The pen pal program has been successful so far. “There have already been three interactions. Ms. Montserrat’s class sent letters, those students received responses, and the responses to those responses have just been sent out,” McAuliffe said.
The letters are written in both Spanish and English so that both student groups can improve their language skills. “My students wrote their letters in Spanish, and then when the students in Spain received the letters, they said that they wanted the letters half in Spanish and half in English. This way, they can practice their English skills and here, they can practice their Spanish skills,” Montserrat said.
The letters concern everyday topics like music, movies, what life is like in New York, politics, and current events. “I saw the letters from Spain. The English is really very good actually. They want to know a lot of things like, ‘How is New York?’ and ‘What type of music do you listen to?’ and ‘What movies do you like?’ They’ve also asked about current events, and ‘What do you think about the government, about Trump?’” Montserrat said.
Writing letters not only allows AP Spanish students to interact with native-speaking Spanish high school students and further develop an interest in their foreign language, but it also helps them prepare for the AP exam. “One of the tasks of the AP Spanish exam is responding to an e-mail. This is the perfect practice, even though letters are more formal,” Montserrat said.
The language department hopes to expand the program to other AP language classes for the next school year. “We are still working on figuring how well the program is going this year, and once we have the concrete idea of how it’s gone and how well the students have liked it and how the teachers leading it have enjoyed working on it, we can decide whether or not we actually want to expand it. As of right now, we hope to expand to AP French and AP Mandarin,” Corr said.
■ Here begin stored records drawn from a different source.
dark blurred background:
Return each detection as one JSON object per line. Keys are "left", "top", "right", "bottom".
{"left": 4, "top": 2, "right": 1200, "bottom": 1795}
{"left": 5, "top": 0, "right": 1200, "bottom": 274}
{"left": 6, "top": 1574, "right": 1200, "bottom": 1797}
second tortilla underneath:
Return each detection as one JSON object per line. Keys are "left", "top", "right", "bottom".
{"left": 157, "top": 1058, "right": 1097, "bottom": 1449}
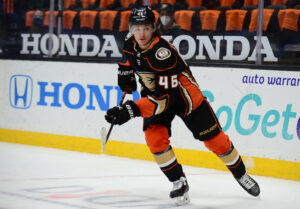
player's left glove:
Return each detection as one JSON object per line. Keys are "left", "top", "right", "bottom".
{"left": 118, "top": 65, "right": 137, "bottom": 94}
{"left": 105, "top": 101, "right": 141, "bottom": 125}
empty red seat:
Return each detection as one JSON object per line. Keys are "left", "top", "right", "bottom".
{"left": 63, "top": 10, "right": 78, "bottom": 30}
{"left": 186, "top": 0, "right": 202, "bottom": 8}
{"left": 248, "top": 9, "right": 276, "bottom": 32}
{"left": 120, "top": 0, "right": 136, "bottom": 8}
{"left": 174, "top": 10, "right": 195, "bottom": 31}
{"left": 219, "top": 0, "right": 236, "bottom": 7}
{"left": 25, "top": 10, "right": 35, "bottom": 27}
{"left": 199, "top": 10, "right": 221, "bottom": 31}
{"left": 98, "top": 10, "right": 118, "bottom": 31}
{"left": 64, "top": 0, "right": 77, "bottom": 9}
{"left": 271, "top": 0, "right": 288, "bottom": 5}
{"left": 278, "top": 9, "right": 300, "bottom": 31}
{"left": 79, "top": 10, "right": 98, "bottom": 29}
{"left": 244, "top": 0, "right": 258, "bottom": 6}
{"left": 99, "top": 0, "right": 115, "bottom": 9}
{"left": 119, "top": 10, "right": 132, "bottom": 32}
{"left": 225, "top": 9, "right": 248, "bottom": 31}
{"left": 44, "top": 10, "right": 58, "bottom": 27}
{"left": 81, "top": 0, "right": 96, "bottom": 9}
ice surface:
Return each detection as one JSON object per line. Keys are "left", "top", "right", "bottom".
{"left": 0, "top": 142, "right": 300, "bottom": 209}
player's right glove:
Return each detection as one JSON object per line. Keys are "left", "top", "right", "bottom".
{"left": 118, "top": 65, "right": 137, "bottom": 94}
{"left": 105, "top": 100, "right": 141, "bottom": 125}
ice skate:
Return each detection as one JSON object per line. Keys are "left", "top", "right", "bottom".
{"left": 170, "top": 176, "right": 190, "bottom": 206}
{"left": 236, "top": 173, "right": 260, "bottom": 197}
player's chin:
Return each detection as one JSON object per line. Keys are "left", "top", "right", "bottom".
{"left": 138, "top": 39, "right": 146, "bottom": 44}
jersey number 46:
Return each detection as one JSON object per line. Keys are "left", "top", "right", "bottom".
{"left": 158, "top": 75, "right": 178, "bottom": 89}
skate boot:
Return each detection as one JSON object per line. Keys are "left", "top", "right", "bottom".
{"left": 236, "top": 173, "right": 260, "bottom": 197}
{"left": 170, "top": 176, "right": 190, "bottom": 206}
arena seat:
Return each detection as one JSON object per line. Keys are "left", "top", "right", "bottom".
{"left": 98, "top": 10, "right": 118, "bottom": 31}
{"left": 25, "top": 10, "right": 35, "bottom": 27}
{"left": 248, "top": 8, "right": 279, "bottom": 32}
{"left": 186, "top": 0, "right": 202, "bottom": 9}
{"left": 64, "top": 0, "right": 77, "bottom": 9}
{"left": 43, "top": 10, "right": 58, "bottom": 27}
{"left": 219, "top": 0, "right": 236, "bottom": 7}
{"left": 63, "top": 10, "right": 78, "bottom": 30}
{"left": 79, "top": 10, "right": 98, "bottom": 29}
{"left": 199, "top": 10, "right": 222, "bottom": 31}
{"left": 244, "top": 0, "right": 258, "bottom": 6}
{"left": 119, "top": 10, "right": 132, "bottom": 32}
{"left": 278, "top": 9, "right": 300, "bottom": 32}
{"left": 99, "top": 0, "right": 116, "bottom": 9}
{"left": 81, "top": 0, "right": 97, "bottom": 9}
{"left": 174, "top": 10, "right": 195, "bottom": 31}
{"left": 271, "top": 0, "right": 288, "bottom": 5}
{"left": 120, "top": 0, "right": 136, "bottom": 9}
{"left": 225, "top": 9, "right": 248, "bottom": 31}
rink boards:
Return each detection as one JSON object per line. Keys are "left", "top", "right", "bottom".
{"left": 0, "top": 60, "right": 299, "bottom": 180}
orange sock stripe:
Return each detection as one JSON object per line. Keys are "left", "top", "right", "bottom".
{"left": 227, "top": 157, "right": 242, "bottom": 169}
{"left": 161, "top": 161, "right": 178, "bottom": 172}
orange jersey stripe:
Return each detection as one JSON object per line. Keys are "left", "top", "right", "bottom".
{"left": 123, "top": 50, "right": 135, "bottom": 56}
{"left": 118, "top": 60, "right": 131, "bottom": 66}
{"left": 135, "top": 98, "right": 156, "bottom": 118}
{"left": 144, "top": 56, "right": 178, "bottom": 72}
{"left": 178, "top": 71, "right": 204, "bottom": 112}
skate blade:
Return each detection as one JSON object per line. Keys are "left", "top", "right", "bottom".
{"left": 175, "top": 192, "right": 190, "bottom": 206}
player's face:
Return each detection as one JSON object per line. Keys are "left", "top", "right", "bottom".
{"left": 131, "top": 24, "right": 154, "bottom": 49}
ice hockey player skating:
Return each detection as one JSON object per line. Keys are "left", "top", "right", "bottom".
{"left": 105, "top": 6, "right": 260, "bottom": 205}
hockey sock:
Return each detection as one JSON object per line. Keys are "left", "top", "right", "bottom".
{"left": 204, "top": 132, "right": 246, "bottom": 179}
{"left": 218, "top": 144, "right": 246, "bottom": 179}
{"left": 153, "top": 146, "right": 185, "bottom": 182}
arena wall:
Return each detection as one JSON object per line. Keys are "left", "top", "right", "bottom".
{"left": 1, "top": 59, "right": 299, "bottom": 180}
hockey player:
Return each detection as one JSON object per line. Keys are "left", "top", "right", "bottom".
{"left": 105, "top": 6, "right": 260, "bottom": 205}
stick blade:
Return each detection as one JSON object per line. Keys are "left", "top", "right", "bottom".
{"left": 100, "top": 127, "right": 108, "bottom": 152}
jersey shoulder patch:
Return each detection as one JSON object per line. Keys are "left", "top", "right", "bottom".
{"left": 144, "top": 38, "right": 177, "bottom": 72}
{"left": 155, "top": 47, "right": 171, "bottom": 60}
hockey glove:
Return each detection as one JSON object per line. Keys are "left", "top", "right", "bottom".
{"left": 105, "top": 101, "right": 141, "bottom": 125}
{"left": 118, "top": 65, "right": 137, "bottom": 94}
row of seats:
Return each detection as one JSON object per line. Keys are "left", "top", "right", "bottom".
{"left": 175, "top": 8, "right": 300, "bottom": 32}
{"left": 64, "top": 0, "right": 137, "bottom": 9}
{"left": 25, "top": 8, "right": 300, "bottom": 33}
{"left": 25, "top": 9, "right": 159, "bottom": 32}
{"left": 63, "top": 0, "right": 293, "bottom": 10}
{"left": 1, "top": 0, "right": 296, "bottom": 16}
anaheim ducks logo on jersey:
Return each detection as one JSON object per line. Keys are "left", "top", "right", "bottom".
{"left": 137, "top": 72, "right": 156, "bottom": 91}
{"left": 148, "top": 95, "right": 169, "bottom": 115}
{"left": 155, "top": 47, "right": 171, "bottom": 60}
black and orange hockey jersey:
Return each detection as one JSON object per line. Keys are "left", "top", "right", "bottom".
{"left": 119, "top": 34, "right": 204, "bottom": 119}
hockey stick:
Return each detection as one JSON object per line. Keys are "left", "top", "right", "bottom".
{"left": 101, "top": 89, "right": 127, "bottom": 152}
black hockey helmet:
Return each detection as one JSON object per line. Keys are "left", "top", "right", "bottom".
{"left": 129, "top": 6, "right": 155, "bottom": 25}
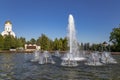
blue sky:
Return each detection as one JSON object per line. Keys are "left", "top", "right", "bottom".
{"left": 0, "top": 0, "right": 120, "bottom": 44}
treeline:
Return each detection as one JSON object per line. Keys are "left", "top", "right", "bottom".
{"left": 0, "top": 34, "right": 68, "bottom": 51}
{"left": 0, "top": 35, "right": 26, "bottom": 50}
{"left": 26, "top": 34, "right": 69, "bottom": 51}
{"left": 0, "top": 24, "right": 120, "bottom": 52}
{"left": 80, "top": 24, "right": 120, "bottom": 52}
{"left": 80, "top": 42, "right": 111, "bottom": 52}
{"left": 0, "top": 34, "right": 114, "bottom": 52}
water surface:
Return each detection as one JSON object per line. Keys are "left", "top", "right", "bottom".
{"left": 0, "top": 53, "right": 120, "bottom": 80}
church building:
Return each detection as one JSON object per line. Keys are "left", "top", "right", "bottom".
{"left": 1, "top": 20, "right": 16, "bottom": 37}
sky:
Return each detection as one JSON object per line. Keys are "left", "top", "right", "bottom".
{"left": 0, "top": 0, "right": 120, "bottom": 44}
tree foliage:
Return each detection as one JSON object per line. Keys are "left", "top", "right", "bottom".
{"left": 30, "top": 38, "right": 36, "bottom": 44}
{"left": 4, "top": 35, "right": 15, "bottom": 49}
{"left": 62, "top": 37, "right": 68, "bottom": 51}
{"left": 0, "top": 35, "right": 4, "bottom": 50}
{"left": 0, "top": 35, "right": 26, "bottom": 50}
{"left": 109, "top": 25, "right": 120, "bottom": 51}
{"left": 16, "top": 37, "right": 26, "bottom": 48}
{"left": 36, "top": 34, "right": 51, "bottom": 50}
{"left": 0, "top": 33, "right": 68, "bottom": 51}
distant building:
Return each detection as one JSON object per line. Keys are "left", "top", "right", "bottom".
{"left": 25, "top": 44, "right": 41, "bottom": 51}
{"left": 1, "top": 20, "right": 15, "bottom": 37}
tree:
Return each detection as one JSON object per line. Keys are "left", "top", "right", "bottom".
{"left": 10, "top": 36, "right": 16, "bottom": 48}
{"left": 16, "top": 37, "right": 24, "bottom": 48}
{"left": 0, "top": 35, "right": 4, "bottom": 50}
{"left": 36, "top": 34, "right": 51, "bottom": 50}
{"left": 62, "top": 37, "right": 68, "bottom": 51}
{"left": 4, "top": 35, "right": 16, "bottom": 50}
{"left": 17, "top": 37, "right": 26, "bottom": 47}
{"left": 80, "top": 43, "right": 84, "bottom": 50}
{"left": 30, "top": 38, "right": 36, "bottom": 44}
{"left": 58, "top": 38, "right": 63, "bottom": 50}
{"left": 53, "top": 37, "right": 68, "bottom": 51}
{"left": 53, "top": 38, "right": 59, "bottom": 50}
{"left": 109, "top": 25, "right": 120, "bottom": 51}
{"left": 49, "top": 39, "right": 53, "bottom": 51}
{"left": 83, "top": 43, "right": 90, "bottom": 50}
{"left": 90, "top": 43, "right": 100, "bottom": 51}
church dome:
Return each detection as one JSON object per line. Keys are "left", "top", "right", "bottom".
{"left": 5, "top": 20, "right": 12, "bottom": 24}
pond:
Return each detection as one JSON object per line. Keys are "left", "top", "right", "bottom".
{"left": 0, "top": 53, "right": 120, "bottom": 80}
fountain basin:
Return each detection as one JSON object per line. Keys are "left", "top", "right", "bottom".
{"left": 62, "top": 57, "right": 86, "bottom": 61}
{"left": 85, "top": 62, "right": 103, "bottom": 66}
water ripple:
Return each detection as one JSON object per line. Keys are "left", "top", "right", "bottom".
{"left": 0, "top": 53, "right": 120, "bottom": 80}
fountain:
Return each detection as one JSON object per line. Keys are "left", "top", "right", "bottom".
{"left": 61, "top": 14, "right": 86, "bottom": 67}
{"left": 38, "top": 51, "right": 55, "bottom": 64}
{"left": 85, "top": 51, "right": 103, "bottom": 66}
{"left": 54, "top": 50, "right": 61, "bottom": 57}
{"left": 101, "top": 51, "right": 117, "bottom": 64}
{"left": 85, "top": 51, "right": 117, "bottom": 66}
{"left": 31, "top": 50, "right": 40, "bottom": 62}
{"left": 61, "top": 53, "right": 78, "bottom": 67}
{"left": 31, "top": 50, "right": 55, "bottom": 64}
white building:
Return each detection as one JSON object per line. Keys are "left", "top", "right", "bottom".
{"left": 1, "top": 20, "right": 15, "bottom": 37}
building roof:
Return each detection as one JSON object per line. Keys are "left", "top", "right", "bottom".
{"left": 5, "top": 20, "right": 12, "bottom": 24}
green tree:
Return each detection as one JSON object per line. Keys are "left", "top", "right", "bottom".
{"left": 4, "top": 35, "right": 16, "bottom": 50}
{"left": 16, "top": 37, "right": 24, "bottom": 48}
{"left": 62, "top": 37, "right": 68, "bottom": 51}
{"left": 30, "top": 38, "right": 36, "bottom": 44}
{"left": 84, "top": 43, "right": 90, "bottom": 50}
{"left": 0, "top": 35, "right": 4, "bottom": 50}
{"left": 58, "top": 38, "right": 63, "bottom": 50}
{"left": 26, "top": 41, "right": 31, "bottom": 44}
{"left": 19, "top": 37, "right": 26, "bottom": 47}
{"left": 36, "top": 34, "right": 51, "bottom": 50}
{"left": 80, "top": 43, "right": 84, "bottom": 50}
{"left": 90, "top": 43, "right": 99, "bottom": 51}
{"left": 53, "top": 38, "right": 59, "bottom": 50}
{"left": 49, "top": 39, "right": 54, "bottom": 51}
{"left": 10, "top": 36, "right": 16, "bottom": 48}
{"left": 109, "top": 25, "right": 120, "bottom": 51}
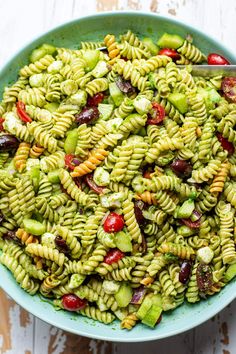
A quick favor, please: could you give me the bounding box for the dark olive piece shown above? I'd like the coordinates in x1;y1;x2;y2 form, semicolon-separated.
0;134;19;151
75;107;99;125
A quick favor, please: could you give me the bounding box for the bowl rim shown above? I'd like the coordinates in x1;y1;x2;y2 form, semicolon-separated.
1;10;236;342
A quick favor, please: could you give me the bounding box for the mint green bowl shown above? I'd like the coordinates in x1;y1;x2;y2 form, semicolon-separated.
0;12;236;342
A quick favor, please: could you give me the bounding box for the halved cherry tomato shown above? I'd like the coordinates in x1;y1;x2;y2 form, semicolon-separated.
147;102;165;125
143;171;152;179
221;77;236;103
0;118;4;132
103;212;125;233
104;249;124;264
87;93;104;107
64;154;80;170
207;53;230;65
159;48;180;61
16;101;32;123
216;133;235;154
62;294;87;311
84;174;105;195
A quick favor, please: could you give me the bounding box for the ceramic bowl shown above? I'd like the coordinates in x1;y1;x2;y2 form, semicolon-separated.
0;12;236;342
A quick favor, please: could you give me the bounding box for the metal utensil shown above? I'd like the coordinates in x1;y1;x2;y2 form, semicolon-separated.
177;65;236;77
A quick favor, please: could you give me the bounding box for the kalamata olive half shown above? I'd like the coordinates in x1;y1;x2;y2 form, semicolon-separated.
170;159;192;177
75;106;99;125
115;76;135;93
221;77;236;103
134;200;145;225
55;236;69;254
3;230;21;245
179;261;192;284
0;134;19;151
196;263;213;292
They also hope to create a similar program for all levels of Spanish. “With the level one classes, I am piloting Boomalang this spring semester with my students. They will actually be setting up one Skype-like conversation with a native speaker that is 15 minutes long, totally in the target language, and it is okay if they make errors. [...] Hopefully, we will have some type of cultural connection in every level that is appropriate for the level,” McAuliffe said.
While the program is still being evaluated and feedback is being collected from students and teachers, the results so far have been encouraging. “Everyone is very excited. They can’t wait for the letters. Every single day, they ask, ‘When are the letters going to come?’ I have to say, ‘They are coming! They are coming!’” Montserrat said.